In fact, this flexibility has opened more doors for the 23-year-old, who turned to acting after a stint in modelling for Britain-based brands.
She was born to a Punjabi father and German mother. Her father had died early. Only after she came to India three years ago did she find "a new side" to herself - a side which loves chai, parantha, biryani and "drama".
Evelyn's Bollywood career started with a bit role in the 2012 film "From Sydney With Love", where she played a foreigner. She went on to play a mix of 'desi' and 'videshi' parts in "Nautanki Saala", "Yeh Jawaani Hai Deewani", "Issaq" and "Yaariyaan".
Her role as the sexy and glamorous Lara Handa, a beauty without brains in "Yeh Jawaani Hai Deewani", caught Bollywood's 'No.1' comedy director David Dhawan's eye. He set his eyes on her for another such part in the forthcoming "Main Tera Hero".
She is awaiting the film's release April 4, but she is also upbeat about breaking free from this 'glamorous' image via another upcoming project "Bhaiyyaji Superhit".

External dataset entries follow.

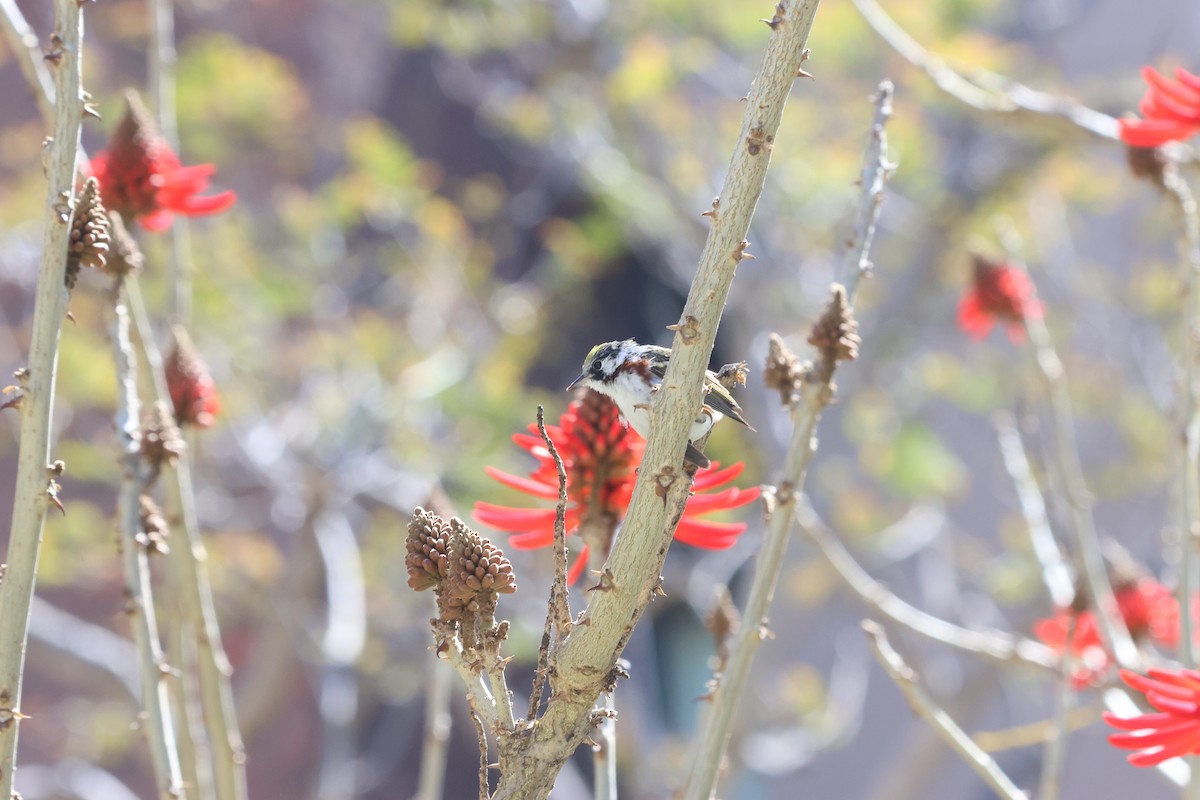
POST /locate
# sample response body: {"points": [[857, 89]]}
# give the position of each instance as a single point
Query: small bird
{"points": [[630, 373]]}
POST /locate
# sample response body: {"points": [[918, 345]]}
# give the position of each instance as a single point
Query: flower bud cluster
{"points": [[466, 570]]}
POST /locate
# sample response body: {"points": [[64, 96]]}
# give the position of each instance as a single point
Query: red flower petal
{"points": [[535, 488], [1152, 133], [202, 205], [712, 477], [1138, 722], [533, 540], [973, 319], [1176, 90], [1187, 78], [156, 221], [709, 535], [513, 519], [732, 498]]}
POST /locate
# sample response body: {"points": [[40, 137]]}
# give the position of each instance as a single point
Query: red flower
{"points": [[141, 178], [1001, 292], [1174, 729], [192, 391], [601, 455], [1149, 609], [1171, 109]]}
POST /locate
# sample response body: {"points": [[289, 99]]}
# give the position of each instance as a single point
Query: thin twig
{"points": [[1036, 733], [1179, 188], [483, 756], [191, 743], [906, 679], [559, 595], [558, 614], [604, 753], [1055, 572], [588, 657], [85, 642], [1079, 499], [1055, 752], [805, 414], [159, 722], [876, 169], [34, 486], [437, 732], [996, 645], [213, 663], [23, 41], [985, 91]]}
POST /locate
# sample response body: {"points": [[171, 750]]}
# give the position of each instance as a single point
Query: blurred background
{"points": [[442, 208]]}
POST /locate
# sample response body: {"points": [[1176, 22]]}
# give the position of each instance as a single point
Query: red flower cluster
{"points": [[141, 178], [192, 391], [601, 456], [1149, 609], [1171, 109], [1000, 292], [1174, 729]]}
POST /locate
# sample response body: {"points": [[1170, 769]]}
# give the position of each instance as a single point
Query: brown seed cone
{"points": [[1149, 163], [89, 240], [732, 376], [478, 569], [154, 533], [427, 543], [124, 254], [603, 428], [162, 443], [837, 332], [783, 372]]}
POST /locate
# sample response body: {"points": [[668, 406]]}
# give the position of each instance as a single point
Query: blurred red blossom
{"points": [[1170, 109], [601, 456], [142, 178], [192, 391], [1149, 609], [1000, 292], [1174, 729]]}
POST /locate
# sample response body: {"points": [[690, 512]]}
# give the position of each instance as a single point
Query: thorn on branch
{"points": [[778, 18], [757, 140], [54, 53], [88, 241], [801, 72], [607, 582], [15, 403], [783, 372], [688, 329], [621, 669], [664, 481], [835, 335]]}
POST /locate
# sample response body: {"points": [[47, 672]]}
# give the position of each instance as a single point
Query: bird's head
{"points": [[604, 361]]}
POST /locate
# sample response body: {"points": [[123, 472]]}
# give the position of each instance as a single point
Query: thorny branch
{"points": [[996, 645], [136, 547], [558, 614], [1055, 572], [835, 336], [984, 90], [31, 494], [906, 679]]}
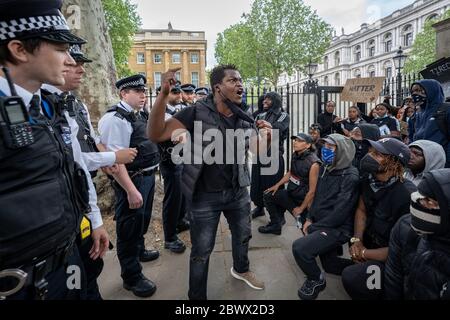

"I play a cute, traditional, very desi girl in 'Bhaiyyaji Superhit'. After that, I also have my first solo heroine film, but I can give more details on that only later. However, it is a different genre from what I have done so far," she said, promising that there's much more to come from her.
She says it's a director's prerogative to visualise what character she fits best into.
"It depends on the perception of a director. If he sees me as a foreigner, I can play that, and if he sees me as an Indian girl, I can play that too. It depends on a script and a director's vision," she said.
For most, the Hindi language has been a challenge. And for Evelyn, who has mostly spent her time watching English and German films back home, it has been a stumbling block too.
"I am brushing up my Hindi. Both of next films have a lot of Hindi dialogues so I am doing two hours of training in Hindi every day. I am also practising yoga," said the fit actress, who loves how crazy Indians are "for their stars".